BisectingKMeansModel

class pyspark.mllib.clustering.BisectingKMeansModel(java_model)[source]

A clustering model derived from the bisecting k-means method.

>>> data = array([0.0,0.0, 1.0,1.0, 9.0,8.0, 8.0,9.0]).reshape(4, 2)
>>> bskm = BisectingKMeans()
>>> model = bskm.train(sc.parallelize(data, 2), k=4)
>>> p = array([0.0, 0.0])
>>> model.predict(p)
0
>>> model.k
4
>>> model.computeCost(p)
0.0

New in version 2.0.0.

Methods

Attributes

Methods Documentation

call(name, *a)

Call method of java_model

computeCost(x)[source]

Return the Bisecting K-means cost (sum of squared distances of points to their nearest center) for this model on the given data.

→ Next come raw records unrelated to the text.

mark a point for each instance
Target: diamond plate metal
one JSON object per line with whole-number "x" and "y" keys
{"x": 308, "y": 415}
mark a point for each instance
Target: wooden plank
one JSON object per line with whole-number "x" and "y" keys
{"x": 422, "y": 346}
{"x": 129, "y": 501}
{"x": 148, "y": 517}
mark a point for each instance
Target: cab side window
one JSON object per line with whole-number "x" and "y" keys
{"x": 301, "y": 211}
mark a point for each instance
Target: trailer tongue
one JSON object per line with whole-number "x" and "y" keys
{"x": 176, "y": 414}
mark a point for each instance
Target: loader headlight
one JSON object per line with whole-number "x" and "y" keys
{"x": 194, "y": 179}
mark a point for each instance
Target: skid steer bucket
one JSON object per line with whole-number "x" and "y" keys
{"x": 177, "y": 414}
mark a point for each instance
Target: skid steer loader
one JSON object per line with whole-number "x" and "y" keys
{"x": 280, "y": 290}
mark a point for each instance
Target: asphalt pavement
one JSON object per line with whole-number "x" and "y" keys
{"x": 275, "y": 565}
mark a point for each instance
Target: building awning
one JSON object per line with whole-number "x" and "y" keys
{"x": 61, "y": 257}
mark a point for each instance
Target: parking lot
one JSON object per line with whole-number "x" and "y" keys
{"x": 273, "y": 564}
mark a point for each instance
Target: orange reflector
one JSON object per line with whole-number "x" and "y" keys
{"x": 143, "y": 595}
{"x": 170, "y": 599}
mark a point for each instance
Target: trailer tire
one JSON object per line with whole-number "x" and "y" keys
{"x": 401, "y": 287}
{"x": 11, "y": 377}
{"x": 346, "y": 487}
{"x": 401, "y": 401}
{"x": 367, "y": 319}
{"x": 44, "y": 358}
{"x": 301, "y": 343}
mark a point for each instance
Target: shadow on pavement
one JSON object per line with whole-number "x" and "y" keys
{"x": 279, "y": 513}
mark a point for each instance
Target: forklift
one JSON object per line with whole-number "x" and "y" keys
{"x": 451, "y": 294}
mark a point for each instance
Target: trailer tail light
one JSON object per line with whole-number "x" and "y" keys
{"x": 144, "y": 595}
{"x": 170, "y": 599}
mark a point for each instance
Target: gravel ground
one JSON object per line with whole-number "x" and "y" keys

If provided with an RDD of points returns the sum.

Parameters

point – A data point (or RDD of points) to compute the cost(s).

New in version 2.0.0.

predict(x)[source]

Find the cluster that each of the points belongs to in this model.

Parameters

x – A data point (or RDD of points) to determine cluster index.

Returns

Predicted cluster index or an RDD of predicted cluster indices if the input is an RDD.

New in version 2.0.0.

Attributes Documentation

clusterCenters

Get the cluster centers, represented as a list of NumPy arrays.

New in version 2.0.0.

k

Get the number of clusters

New in version 2.0.0.